© 2018 - 2025 Karnet Narciarski Tatry Super Ski
Ferie dobiegły końca. Nie oznacza to jednak, że wraz z nimi skończyło się zimowe szaleństwo. Nasze ośrodki wciąż działają pełną parą, szczególnie że wiele wskazuje na to, że pogoda w marcu będzie sprzyjać narciarzom i snowboardzistom. Trzeci miesiąc tego roku doskonały czas, aby cieszyć się urokami sportów zimowych. Dlaczego? Znamy przynajmniej 5 powodów!
1. Jest taniej!
Pierwszy, a dla wielu być może najważniejszy powód. Jadąc na narty w marcu, można solidnie zaoszczędzić. 13 marca na stokach Tatry Super Ski rozpoczyna się sezon NISKI, a wraz z nim przychodzą nowe, niższe ceny skipassów. Oznacza to, że wybrane karnety z naszej oferty można kupić taniej. Gdyby tego było mało to dodatkowe oszczędności zapewnia także nasz sklep online. Tam skipassy: dzienne na 1, 2, 3, 4, 5, 6 i 7 dni, karnet 3 dni z 5 dni, karnet 5 dni z 7 dni, karnet 4-godzinny i karnet po 16:00.można kupić z 6-procentową zniżką. Więcej o szczegółach naszej zimowej oferty napisaliśmy w innym wpisie na naszym blogu.
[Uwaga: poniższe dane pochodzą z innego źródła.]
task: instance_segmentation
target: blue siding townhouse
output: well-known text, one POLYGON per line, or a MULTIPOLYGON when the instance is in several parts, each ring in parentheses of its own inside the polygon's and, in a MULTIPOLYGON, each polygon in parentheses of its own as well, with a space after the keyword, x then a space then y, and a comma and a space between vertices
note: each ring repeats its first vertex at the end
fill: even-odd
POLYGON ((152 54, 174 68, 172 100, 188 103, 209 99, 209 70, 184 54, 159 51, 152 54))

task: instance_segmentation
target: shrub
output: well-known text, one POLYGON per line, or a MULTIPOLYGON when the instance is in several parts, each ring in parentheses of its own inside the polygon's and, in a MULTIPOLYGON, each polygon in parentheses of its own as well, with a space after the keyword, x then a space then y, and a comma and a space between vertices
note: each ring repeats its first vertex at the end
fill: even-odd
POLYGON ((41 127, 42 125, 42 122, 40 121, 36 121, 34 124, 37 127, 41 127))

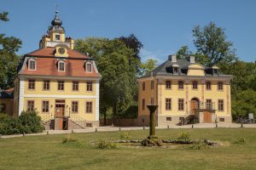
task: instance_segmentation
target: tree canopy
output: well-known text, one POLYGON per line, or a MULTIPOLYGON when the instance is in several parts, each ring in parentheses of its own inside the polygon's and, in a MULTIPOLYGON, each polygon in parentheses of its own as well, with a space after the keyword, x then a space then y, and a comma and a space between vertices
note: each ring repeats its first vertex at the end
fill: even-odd
MULTIPOLYGON (((0 20, 8 21, 8 12, 0 13, 0 20)), ((21 47, 21 41, 14 37, 0 34, 0 88, 13 87, 14 76, 19 58, 16 52, 21 47)))
POLYGON ((156 67, 157 60, 148 59, 144 63, 141 63, 139 76, 149 73, 156 67))
POLYGON ((137 60, 134 51, 118 38, 86 38, 76 41, 76 50, 89 53, 96 59, 102 76, 100 83, 101 113, 113 109, 113 116, 125 111, 136 102, 137 60))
Zniżki nie dotyczą jedynie karnetów narciarskich. Ceny obniżają również właściciele kwater i hoteli. Marzec jest bowiem okresem przejściowym w turystyce. 26 lutego ostatnie województwa zakończyły swoje ferie, a szaleństwo związane z Wielkanocą i majówką dopiero się zacznie. Warto skorzystać!
2. Świetne warunki!
Cenowa odwilż na szczęście nie oznacza tej w pogodzie. Szczególnie że marzec w tym roku zapowiada się wyjątkowo śnieżnie i wiele wskazuje na to, że narciarze i snowboardziści na tzw. „warun” nie będą mogli narzekać. Poza tym ten miesiąc przynosi ze sobą znacznie dłuższe dni. Szusowanie przy sztucznym świetle niewątpliwie ma swój klimat. Jednak połączenie dodatkowej dawki witaminy D (słońce!) z endorfinami wydzielającymi się po jeździe na nartach czy desce jest najlepszą możliwą mieszanką.
3. Mniej… ludzi
Przestrzeń, wiatr we włosach (oczywiście tylko metaforycznie – kask to obowiązek!) i spokojne szusowanie. W sezonie nie zawsze jest to możliwe. Marzec to jednak zupełnie inna narciarska bajka. Miesiąc, który dla jednych jest szansą na złapanie finansowego oddechu po feriach, dla drugich oznacza okazję do slalomu (zawsze z zachowaniem wszystkich zasad bezpieczeństwa!), niekoniecznie między innymi narciarzami.
4. A może w góry?
Charakterystycznym elementem krajobrazu podczas szusowania na podtatrzańskich stokach są niewątpliwie góry. Ośnieżone, majestatyczne szczyty, mimo że zachwycają oczy to dla wielu w sezonie zimowym pozostają nieosiągalne. Ostatnie tygodnie i utrzymujące się zagrożenie lawinowe sprawiły, że nawet wycieczki do Morskiego Oka mogą być ryzykowne. Mimo że w marcu wciąż jest zima (w tych wysokich partiach gór śnieg utrzymuje się jeszcze w lipcu), to wycieczka po tatrzańskich dolinach czy na leżący w Gorcach Turbacz wydaje się być w zasięgu… nóg. Warto zaplanować sobie jeden dzień na złapanie oddechu od stoków i ruszenie na szlak. Oczywiście – po zapoznaniu się z aktualnymi rekomendacjami służ TOPR oraz GOPR.
5. Budząca się do życia przyroda!
Marzec to miesiąc, w którym zima zaczyna ustępować miejsca wiośnie. I widać to także na podtatrzu. W reglach można usłyszeć śpiew ptaków, a przez śnieg w Doline Chochołowskiej – przy dobrej pogodzie – zaczynają przebijać się słynne krokusy. To jedyny miesiąc w roku, w którym można połączyć szusowanie na nartach z szukaniem zwiastunów wiosny. Tego spektaklu nie można przegapić!